The committee voted to send more of President Bush’s $3.5 billion request for first responders through the Justice Department than through FEMA. The impact upon state and local preparedness efforts is likely to remain unclear for some time.

But states take pride in how much they were able to do on Sept. 11.

“I don’t know if we’ll ever reach total perfection, because a plan is simply that. It has to mold to the changing times,” said Jacoby.

Pre-9/11 Preparations

Terrorism was not a new issue in September 2001, when the state-based National Emergency Management Association (NEMA) convened at Montana’s remote Big Sky resort.

The bombings of the World Trade Center in 1993 and in Oklahoma City in 1995 alerted governments to the danger of high-level terrorist activity on American soil. Y2K plans spurred the construction or improvement of emergency operations centers in several states.

Georgia first offered anti-terror training exercises in 1998. Florida officials began strategy discussions the following year. But few states could justify giving terrorist activity that might never come more attention than accidents and natural disasters that happen all the time.

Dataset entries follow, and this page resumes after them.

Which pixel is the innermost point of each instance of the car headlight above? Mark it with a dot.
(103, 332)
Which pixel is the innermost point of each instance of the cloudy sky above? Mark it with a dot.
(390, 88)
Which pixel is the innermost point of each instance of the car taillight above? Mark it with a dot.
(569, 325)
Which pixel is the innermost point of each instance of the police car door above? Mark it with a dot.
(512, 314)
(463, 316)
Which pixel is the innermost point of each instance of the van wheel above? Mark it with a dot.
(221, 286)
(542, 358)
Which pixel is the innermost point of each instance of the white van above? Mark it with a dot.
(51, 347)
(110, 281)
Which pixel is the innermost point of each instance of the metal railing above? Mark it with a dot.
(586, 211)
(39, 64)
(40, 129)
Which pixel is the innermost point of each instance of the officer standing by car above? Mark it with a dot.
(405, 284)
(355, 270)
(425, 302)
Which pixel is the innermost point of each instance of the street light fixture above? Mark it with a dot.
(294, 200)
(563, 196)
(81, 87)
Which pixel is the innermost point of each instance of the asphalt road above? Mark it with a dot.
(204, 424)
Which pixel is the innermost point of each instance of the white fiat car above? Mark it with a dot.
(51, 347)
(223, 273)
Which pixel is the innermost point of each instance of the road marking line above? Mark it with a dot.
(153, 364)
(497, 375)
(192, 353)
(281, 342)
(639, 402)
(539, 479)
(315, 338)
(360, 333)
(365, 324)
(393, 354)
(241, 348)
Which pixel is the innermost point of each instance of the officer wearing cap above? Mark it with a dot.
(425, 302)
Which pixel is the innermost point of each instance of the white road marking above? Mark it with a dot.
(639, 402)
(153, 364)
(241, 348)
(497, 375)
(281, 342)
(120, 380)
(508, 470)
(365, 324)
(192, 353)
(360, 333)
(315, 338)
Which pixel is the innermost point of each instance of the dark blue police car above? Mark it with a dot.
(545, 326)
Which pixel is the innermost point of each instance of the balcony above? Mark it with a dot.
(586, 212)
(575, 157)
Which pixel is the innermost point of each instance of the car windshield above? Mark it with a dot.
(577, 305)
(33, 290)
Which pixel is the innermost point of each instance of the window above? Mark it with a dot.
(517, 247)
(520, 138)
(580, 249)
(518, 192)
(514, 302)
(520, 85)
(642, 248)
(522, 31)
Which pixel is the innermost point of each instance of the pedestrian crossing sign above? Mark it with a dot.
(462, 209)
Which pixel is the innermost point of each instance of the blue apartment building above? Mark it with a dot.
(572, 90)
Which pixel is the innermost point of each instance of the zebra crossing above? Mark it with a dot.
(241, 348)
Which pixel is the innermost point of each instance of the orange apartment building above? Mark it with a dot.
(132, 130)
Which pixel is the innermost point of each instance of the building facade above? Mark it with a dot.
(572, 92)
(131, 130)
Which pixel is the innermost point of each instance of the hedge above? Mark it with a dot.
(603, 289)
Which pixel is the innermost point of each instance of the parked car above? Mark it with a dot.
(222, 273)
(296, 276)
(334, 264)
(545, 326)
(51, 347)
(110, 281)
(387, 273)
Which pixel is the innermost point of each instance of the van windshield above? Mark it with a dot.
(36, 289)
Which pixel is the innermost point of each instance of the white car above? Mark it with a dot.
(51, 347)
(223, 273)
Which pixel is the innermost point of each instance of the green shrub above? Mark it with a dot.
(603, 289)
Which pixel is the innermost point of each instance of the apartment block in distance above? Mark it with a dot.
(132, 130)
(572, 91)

NEMA’s terrorism committee, already three years old, convened on the afternoon of Saturday, Sept. 8, fewer than 72 hours before the hijacked commercial jet planes hit New York, the Pentagon and rural Pennsylvania. Members discussed anti-terror planning courses and the status of federal aid and cooperation efforts.

On Tuesday morning, Jacoby was getting ready for breakfast and a meeting with Federal Emergency Management Agency director Joe Allbaugh when he received word that a small plane had crashed into the north tower of the World Trade Center.

NEMA conference planner Karen Cobuluis remembers what seemed like dozens of pagers going off all at once. By the time officials gathered around the television in the resort’s bar, the second plane had hit and the nature of the disaster was clear.

“A year ago, we were going to sit down and have a nice conversation,” Allbaugh recalled at this year’s meeting.

“But then I left. I had a job to do. So did many of you,” he said.

Action on the ground in New York suffered nothing for Jacoby’s temporary absence from the state. He immediately phoned his office and Gov. George Pataki. Pataki declared a state of emergency and mobilized the National Guard. The state’s 24-hour operations center and mutual aid plan were activated.

In the city, Richard Sheirer was placing his first telephone call of the day to Jacoby’s office to request air support from the New York Air National Guard, fearing the possibility of further attacks.

“In one telephone call, I knew who was on the other end,” Jacoby recalled. “I said, ‘Richard, what do you need? You know what we’ve got.’ It was a partnership from the very beginning – a strong partnership,” he said of the communication between city and state, something the two men had cultivated since Sheirer took the city job in 2000.

Within hours, Jacoby was in nearby Bozeman boarding one of the North Dakota Air Guard’s F-16 fighter jets for home. Over the next few days, his job would be to marshal the efforts of 22 state agencies and nearly 17,000 personnel, including 5,200 Guardsmen and 500 state police officers. As Sheirer and city police and fire officials identified their needs, they called upon the state’s emergency center.

Jacoby set up five warehouses with more than 700,000 square feet of space outside the city to help organize the deluge of volunteers and donations. As radio communications failed for city firemen and police responding to the scene at Ground Zero that day, “our first person in there had a satellite telephone. We were able to communicate from the city back to our office. . . So we were able to funnel resources in there right away,” he said.

After the city lost its emergency operations center in the collapse of Building 7 later that afternoon, the state’s role became even more critical in helping site and set up the new one that eventually took shape on Pier 92.

“The state government under Gov. Pataki and the city government under Mayor Giuliani really acted as one government,” said Sheirer.

“If we hadn’t come together as a team, it would have been a different story. . . It could have been so much worse,” Jacoby said.